En estos campos no hay posibilidad de soñar. Las mujeres ni siquiera tienen derecho a la lactancia. Las embarazadas que deben tener un trato especial tienen que buscar la manera de no desmayarse porque las dejan a su suerte. Predomina la visión racista de los empresarios y de las autoridades que no velan por los derechos de las mujeres. Lo que importa es el capital, el rostro de una civilización que la cúspide de su progreso humano es la esclavitud, la explotación de las familias jornaleras y la invisibilidad de las mujeres.

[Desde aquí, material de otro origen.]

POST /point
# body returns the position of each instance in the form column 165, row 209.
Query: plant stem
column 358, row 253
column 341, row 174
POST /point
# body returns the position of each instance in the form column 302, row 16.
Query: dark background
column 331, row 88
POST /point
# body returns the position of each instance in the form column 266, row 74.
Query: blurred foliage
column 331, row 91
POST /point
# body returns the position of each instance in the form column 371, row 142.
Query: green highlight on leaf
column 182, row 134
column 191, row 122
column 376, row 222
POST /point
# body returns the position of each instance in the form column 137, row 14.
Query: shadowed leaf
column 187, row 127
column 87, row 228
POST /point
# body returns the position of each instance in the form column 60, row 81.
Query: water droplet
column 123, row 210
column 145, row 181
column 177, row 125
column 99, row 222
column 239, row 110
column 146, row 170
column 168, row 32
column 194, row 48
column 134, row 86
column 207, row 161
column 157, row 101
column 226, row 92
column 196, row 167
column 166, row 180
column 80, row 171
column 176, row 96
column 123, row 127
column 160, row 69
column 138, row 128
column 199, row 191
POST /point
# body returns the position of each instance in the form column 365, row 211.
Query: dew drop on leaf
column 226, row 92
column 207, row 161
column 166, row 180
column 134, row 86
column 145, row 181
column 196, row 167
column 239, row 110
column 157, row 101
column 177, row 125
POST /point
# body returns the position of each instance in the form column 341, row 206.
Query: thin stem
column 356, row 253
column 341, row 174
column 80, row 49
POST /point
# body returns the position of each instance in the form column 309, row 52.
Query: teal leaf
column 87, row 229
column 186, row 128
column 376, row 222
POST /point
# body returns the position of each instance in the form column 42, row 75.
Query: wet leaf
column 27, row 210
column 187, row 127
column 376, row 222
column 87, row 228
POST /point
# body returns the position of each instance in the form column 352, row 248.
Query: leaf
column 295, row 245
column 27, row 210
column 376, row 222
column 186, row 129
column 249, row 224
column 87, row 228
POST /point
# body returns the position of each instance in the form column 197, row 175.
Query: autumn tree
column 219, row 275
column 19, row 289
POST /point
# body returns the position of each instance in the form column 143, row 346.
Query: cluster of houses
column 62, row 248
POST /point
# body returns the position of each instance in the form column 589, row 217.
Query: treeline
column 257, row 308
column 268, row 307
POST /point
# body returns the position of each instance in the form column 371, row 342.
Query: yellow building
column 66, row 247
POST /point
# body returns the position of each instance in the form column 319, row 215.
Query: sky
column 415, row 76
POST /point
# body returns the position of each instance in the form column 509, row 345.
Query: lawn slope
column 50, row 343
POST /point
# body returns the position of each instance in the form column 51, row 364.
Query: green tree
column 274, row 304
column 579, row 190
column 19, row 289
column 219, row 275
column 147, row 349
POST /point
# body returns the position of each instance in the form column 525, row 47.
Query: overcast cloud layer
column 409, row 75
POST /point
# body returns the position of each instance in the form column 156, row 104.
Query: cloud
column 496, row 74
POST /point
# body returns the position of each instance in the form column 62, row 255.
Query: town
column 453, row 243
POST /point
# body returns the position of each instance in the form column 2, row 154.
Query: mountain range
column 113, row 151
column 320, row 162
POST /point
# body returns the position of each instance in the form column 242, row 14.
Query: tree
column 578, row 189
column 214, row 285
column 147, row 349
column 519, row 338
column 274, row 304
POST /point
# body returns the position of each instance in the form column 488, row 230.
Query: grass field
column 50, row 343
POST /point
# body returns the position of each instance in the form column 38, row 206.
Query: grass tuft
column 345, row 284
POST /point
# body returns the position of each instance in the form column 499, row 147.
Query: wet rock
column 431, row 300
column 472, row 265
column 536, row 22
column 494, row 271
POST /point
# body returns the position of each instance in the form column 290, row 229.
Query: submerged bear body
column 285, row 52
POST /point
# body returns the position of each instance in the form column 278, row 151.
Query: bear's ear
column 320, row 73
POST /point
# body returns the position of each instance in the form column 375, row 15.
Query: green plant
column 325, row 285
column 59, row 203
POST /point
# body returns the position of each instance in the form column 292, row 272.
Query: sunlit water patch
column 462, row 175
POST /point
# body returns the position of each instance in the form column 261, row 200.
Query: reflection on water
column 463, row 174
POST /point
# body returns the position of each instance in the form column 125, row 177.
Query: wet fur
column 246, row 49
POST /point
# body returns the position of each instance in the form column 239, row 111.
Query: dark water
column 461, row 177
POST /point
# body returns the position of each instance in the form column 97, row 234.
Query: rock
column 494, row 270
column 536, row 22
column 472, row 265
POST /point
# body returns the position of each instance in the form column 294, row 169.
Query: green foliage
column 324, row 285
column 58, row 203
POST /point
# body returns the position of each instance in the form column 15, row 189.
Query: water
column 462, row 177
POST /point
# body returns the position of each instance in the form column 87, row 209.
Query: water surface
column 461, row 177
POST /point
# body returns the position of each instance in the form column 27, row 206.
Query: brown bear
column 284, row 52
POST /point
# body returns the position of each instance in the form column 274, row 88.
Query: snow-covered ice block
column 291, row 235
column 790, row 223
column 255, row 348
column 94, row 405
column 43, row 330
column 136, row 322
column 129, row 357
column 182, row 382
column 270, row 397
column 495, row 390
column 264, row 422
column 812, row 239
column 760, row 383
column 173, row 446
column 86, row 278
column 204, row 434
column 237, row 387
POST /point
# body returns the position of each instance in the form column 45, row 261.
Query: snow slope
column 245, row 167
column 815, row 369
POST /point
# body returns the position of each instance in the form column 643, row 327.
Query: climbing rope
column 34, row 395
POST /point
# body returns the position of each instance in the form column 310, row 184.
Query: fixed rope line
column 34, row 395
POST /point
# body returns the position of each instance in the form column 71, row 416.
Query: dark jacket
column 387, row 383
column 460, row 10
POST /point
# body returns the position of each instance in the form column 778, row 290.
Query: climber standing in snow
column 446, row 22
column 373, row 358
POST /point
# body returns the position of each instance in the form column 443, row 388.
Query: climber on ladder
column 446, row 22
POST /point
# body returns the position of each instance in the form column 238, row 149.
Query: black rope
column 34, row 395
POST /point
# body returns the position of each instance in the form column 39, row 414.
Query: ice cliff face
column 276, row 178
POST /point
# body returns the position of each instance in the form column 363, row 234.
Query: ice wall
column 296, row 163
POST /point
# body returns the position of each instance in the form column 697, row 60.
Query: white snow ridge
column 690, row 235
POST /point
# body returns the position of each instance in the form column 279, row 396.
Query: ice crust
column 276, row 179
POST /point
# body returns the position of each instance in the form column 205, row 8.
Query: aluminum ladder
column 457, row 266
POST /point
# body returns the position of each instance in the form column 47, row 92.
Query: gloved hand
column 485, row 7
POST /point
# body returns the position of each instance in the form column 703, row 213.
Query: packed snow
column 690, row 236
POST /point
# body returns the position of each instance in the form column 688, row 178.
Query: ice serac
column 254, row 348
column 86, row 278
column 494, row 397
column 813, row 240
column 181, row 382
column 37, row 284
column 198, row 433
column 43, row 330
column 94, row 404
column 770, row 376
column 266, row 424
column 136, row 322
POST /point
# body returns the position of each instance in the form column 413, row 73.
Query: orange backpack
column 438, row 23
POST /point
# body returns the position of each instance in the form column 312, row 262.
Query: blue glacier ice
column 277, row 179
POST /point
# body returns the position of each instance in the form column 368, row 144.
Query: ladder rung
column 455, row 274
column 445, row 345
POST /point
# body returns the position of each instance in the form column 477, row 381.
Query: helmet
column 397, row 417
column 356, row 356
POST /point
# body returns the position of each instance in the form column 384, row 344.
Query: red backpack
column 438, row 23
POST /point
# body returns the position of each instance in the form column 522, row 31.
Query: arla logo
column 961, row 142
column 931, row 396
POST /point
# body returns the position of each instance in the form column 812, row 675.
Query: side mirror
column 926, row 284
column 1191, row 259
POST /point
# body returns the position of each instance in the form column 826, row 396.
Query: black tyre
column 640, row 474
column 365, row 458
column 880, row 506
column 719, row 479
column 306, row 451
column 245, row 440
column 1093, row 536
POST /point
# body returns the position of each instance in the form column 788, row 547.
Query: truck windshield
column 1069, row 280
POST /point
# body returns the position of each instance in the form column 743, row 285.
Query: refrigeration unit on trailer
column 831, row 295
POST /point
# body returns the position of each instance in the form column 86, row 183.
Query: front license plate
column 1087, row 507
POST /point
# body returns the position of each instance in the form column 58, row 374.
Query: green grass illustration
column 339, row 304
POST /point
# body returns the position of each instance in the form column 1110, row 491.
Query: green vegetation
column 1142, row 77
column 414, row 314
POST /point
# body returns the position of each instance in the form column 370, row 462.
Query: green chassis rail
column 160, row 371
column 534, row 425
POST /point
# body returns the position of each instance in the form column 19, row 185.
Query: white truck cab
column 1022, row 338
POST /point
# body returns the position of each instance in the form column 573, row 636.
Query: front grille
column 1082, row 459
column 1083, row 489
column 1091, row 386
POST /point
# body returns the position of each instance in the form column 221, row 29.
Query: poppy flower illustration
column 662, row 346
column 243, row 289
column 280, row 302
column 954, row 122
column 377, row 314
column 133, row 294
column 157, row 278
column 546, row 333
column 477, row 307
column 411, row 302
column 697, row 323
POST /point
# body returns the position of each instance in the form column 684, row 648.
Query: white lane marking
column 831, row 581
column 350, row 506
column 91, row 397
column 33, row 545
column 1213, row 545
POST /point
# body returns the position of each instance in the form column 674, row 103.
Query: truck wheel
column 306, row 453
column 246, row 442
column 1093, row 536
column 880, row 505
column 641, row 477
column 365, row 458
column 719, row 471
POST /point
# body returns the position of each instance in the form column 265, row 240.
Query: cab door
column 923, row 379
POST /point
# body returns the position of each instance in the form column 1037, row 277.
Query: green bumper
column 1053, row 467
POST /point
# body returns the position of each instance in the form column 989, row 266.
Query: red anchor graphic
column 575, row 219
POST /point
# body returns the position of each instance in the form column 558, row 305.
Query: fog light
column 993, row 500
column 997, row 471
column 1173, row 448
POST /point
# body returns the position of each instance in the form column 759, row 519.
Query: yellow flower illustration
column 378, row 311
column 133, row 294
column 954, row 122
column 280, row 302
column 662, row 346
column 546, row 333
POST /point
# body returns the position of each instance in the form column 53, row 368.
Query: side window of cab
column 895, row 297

Sólo en los meses de septiembre y octubre migraron más de 2 mil jornaleras y jornaleros, con un promedio de mil 100 mujeres y niñas. La mayoría son del pueblo nahua, Ñuu Savi y Me’phaa de los municipios de Tlapa, Copanatoyac, Cochoapa el Grande, Atlixtac, Metlatonoc, Alcozauca, Xalpatláhuac, Tlacoapa, Malinaltepec, Tlalixtaquilla, Zapotitlán Tablas y Atlamajalcingo del Monte.
Las necesidades en estas montañas son profundas, desgarran el corazón a la niña que come la tortilla dura para tener algo en el estómago. Enrolarse en los campos agrícolas es sólo para paliar el hambre y no dejarse morir. Atrás de las verduras chinas, el jitomate, el chile, el tomate, la berenjena, el pepino, entre otros productos comestibles está el sufrimiento y la explotación de las jornaleras y sus familias. A pesar de que su trabajo da de comer a millones de personas, las jornaleras y jornaleros son los fantasmas en las políticas públicas. Los pocos programas que existen no funcionan. A las autoridades estatales y federales poco les importa, están lejos de esta realidad negra y pesada. El único camino es soportar los agroquímicos, las olas de la discriminación y la indiferencia de las autoridades. La esperanza es que haya un cambio total donde se respete a las mujeres y se le dé valor a su trabajo, porque sin ellas las mesas no estarían llenas de verduras y el sol no alumbraría para los ricos.